Number Holdings, the parent company of discount retailer 99 Cents Only, filed for bankruptcy protection on Sunday as “significant and enduring challenges” in the retail environment have hindered the company’s ability to operate. The company cited the “unprecedented” impact of COVID, the decline, shifting consumer demand and lingering inflationary pressures for its decision to close.
The company’s 371 stores will remain open while the company closes operations and sells off fixtures, fittings and fixtures, along with merchandise.

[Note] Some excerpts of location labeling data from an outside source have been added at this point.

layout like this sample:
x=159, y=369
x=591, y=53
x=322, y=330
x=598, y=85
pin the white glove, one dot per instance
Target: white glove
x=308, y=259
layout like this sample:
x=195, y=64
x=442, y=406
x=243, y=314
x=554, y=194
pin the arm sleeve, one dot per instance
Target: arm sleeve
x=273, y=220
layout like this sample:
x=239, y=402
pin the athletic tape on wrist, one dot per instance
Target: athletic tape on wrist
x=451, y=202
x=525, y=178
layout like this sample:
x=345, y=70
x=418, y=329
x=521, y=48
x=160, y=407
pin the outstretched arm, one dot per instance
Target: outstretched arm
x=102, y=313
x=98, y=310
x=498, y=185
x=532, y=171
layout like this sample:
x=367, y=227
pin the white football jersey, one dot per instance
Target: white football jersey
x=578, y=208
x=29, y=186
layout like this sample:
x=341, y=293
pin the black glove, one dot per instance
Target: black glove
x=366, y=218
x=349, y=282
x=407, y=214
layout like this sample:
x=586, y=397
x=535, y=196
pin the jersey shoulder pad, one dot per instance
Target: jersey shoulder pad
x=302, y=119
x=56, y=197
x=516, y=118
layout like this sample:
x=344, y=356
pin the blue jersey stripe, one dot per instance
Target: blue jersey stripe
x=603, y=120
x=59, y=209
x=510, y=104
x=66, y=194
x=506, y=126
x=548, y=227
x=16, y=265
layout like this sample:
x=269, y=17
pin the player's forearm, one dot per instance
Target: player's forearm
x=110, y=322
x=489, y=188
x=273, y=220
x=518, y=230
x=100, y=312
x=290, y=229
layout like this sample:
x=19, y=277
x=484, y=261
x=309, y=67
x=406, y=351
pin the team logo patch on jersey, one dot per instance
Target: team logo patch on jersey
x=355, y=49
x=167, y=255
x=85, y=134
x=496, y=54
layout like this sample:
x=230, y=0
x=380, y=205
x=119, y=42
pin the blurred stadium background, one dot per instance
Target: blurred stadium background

Like Dollar General (NYSE:DG) and Dollar Tree (DLTR), 99 Cents Only featured a mix of refrigerated, shelf-stable groceries and deeply discounted items. The store was also known for offering high-priced items for 99 cents to the first nine customers. After going public in 1996, 99 Cents Only was acquired in 2012 by Ares Management for $1.6 billion.
The bankruptcy filing has reverberated across the industry with shares of Dollar General (DG), Dollar Tree (DLTR) and Five Below (FIVE) falling, all of which are suffering similar headwinds to profitability. Recently,
Dollar General (DG) CEO Todd Vasos warned that customers “continue to feel the impact of the last two years of inflation which we believe is pushing them to make compromises in store”, while Dollar tree (DLTR) reported disappointing results for the fourth quarter and set pessimistic forecasts for the first quarter and 2024. The company also said it will close 1,000 Family Dollar stores this year. Five down (FIVE) further stated that high levels of contraction would have occurred for setting full-year guidance below expectations.
Dollar General (DG) stock is down 1.5%Dollar Tree (DLTR) is 1.7% lowerwhile the Five Below (FIVE) stock is in the red by 0.9%.